I suspect the threat of fascism comes not so much from those who dress in costume, but from those who don't. Those thugs who dress in costume are certainly offensive and dangerous. They are offensive to those who have been the objects of their hate. They are dangerous to those they choose to attack. Whether it's the Nazis or the Klan or other individuals or hate groups they are dangerous as models for wannabes and as symbols of a past that some dream about restoring and as instigators of events like Charlottesville Virginia. While these people are offensive and often dangerous the real fascists are wearing suits and ties, not beige shirts with swastika armbands. Enter Donald Trump stage right. He wants to make America great again. He probably is wishing that he could bring us back to before World War II when proposals of fascism were part of the political discourse.

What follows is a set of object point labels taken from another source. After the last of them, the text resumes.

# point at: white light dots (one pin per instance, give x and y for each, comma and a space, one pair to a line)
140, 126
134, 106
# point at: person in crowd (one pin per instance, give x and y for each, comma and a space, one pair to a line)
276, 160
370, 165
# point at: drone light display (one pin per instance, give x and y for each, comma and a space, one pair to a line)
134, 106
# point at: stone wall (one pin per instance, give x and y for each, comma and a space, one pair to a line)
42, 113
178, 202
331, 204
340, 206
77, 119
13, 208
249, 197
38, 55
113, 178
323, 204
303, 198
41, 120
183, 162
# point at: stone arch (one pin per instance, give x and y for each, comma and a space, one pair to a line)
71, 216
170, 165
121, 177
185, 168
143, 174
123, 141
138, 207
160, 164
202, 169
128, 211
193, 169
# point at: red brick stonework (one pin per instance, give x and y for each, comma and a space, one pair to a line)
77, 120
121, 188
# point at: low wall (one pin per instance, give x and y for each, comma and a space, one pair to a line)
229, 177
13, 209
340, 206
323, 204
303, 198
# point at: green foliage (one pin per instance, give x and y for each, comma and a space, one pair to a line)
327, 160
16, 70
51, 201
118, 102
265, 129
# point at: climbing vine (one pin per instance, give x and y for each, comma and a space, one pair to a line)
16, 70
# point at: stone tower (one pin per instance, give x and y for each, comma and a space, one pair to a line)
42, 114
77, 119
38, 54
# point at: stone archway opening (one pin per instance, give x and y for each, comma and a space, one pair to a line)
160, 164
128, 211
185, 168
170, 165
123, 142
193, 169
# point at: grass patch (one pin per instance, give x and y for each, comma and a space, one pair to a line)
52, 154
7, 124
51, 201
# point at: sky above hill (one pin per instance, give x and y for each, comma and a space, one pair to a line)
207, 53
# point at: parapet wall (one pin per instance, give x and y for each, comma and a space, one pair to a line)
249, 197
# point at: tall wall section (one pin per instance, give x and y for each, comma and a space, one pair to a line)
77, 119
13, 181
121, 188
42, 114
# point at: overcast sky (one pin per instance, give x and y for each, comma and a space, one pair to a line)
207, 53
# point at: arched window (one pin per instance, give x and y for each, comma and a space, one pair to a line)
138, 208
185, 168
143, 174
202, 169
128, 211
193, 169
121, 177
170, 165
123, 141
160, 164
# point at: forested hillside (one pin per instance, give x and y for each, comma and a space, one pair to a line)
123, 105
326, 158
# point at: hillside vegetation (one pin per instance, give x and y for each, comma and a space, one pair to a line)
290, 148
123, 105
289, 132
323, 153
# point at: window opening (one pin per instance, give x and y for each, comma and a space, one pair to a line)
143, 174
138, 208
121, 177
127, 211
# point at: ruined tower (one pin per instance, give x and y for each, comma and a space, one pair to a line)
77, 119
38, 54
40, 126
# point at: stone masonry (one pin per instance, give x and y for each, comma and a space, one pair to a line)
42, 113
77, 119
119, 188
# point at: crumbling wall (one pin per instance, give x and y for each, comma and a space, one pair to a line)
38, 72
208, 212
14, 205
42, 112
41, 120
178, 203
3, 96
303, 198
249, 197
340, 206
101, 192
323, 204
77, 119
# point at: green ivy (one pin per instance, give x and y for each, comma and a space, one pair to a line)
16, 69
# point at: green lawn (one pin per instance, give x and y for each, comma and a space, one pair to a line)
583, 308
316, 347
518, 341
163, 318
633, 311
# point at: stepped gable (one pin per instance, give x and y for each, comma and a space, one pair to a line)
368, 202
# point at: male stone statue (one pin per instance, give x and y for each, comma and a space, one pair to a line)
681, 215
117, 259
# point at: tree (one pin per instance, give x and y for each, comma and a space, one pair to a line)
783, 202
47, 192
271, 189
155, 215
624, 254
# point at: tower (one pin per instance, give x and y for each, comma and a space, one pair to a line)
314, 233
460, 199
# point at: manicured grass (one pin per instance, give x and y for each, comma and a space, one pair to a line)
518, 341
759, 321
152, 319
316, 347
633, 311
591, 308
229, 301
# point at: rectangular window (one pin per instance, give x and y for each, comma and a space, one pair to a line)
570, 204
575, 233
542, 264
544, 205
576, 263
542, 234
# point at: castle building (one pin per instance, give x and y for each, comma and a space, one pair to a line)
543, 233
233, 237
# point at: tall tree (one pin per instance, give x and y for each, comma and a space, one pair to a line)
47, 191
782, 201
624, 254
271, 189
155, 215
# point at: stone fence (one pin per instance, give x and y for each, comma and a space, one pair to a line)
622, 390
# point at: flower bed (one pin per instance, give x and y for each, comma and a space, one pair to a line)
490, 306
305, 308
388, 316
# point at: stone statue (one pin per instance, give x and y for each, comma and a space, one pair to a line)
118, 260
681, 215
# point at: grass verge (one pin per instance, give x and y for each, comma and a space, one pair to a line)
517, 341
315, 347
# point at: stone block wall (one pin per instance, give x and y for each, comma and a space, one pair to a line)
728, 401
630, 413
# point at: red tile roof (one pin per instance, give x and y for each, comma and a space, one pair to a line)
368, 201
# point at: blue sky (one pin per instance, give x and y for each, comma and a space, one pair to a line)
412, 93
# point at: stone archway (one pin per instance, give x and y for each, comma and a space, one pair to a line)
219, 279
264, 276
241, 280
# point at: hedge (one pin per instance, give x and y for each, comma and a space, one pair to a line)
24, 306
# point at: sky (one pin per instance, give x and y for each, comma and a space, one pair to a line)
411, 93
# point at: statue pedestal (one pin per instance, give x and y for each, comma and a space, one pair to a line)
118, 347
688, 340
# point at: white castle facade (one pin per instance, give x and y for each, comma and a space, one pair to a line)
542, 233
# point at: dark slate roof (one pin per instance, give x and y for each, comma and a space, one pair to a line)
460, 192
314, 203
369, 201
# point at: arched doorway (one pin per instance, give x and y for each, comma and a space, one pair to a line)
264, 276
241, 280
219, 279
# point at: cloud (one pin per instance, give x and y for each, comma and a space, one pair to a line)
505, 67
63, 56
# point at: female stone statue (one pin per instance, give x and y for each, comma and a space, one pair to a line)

The only fortunate thing about Trump being president is that he is inept at being president. With a right leaning Congress and a right leaning president much bad legislation could be enacted. "Very bad. Very bad." But he has alienated too many people to be effective. If he doesn't use nuclear options we might be better off than with, for example, Mike Pence who appears stable and knows how to play the game. Pence would do the bidding of the wealthy right wing and may be efficient at it. It felt good to pound some Nazi back in DC forty years ago. I thank VVAW for pointing me in the right direction. We need to watch the fascists with the swastika arm bands, but the coat and tie fascists are at center stage. They are the ones that make the times dangerous.




Bill Shunas is a Vietnam veteran, author and VVAW member in the Chicago chapter.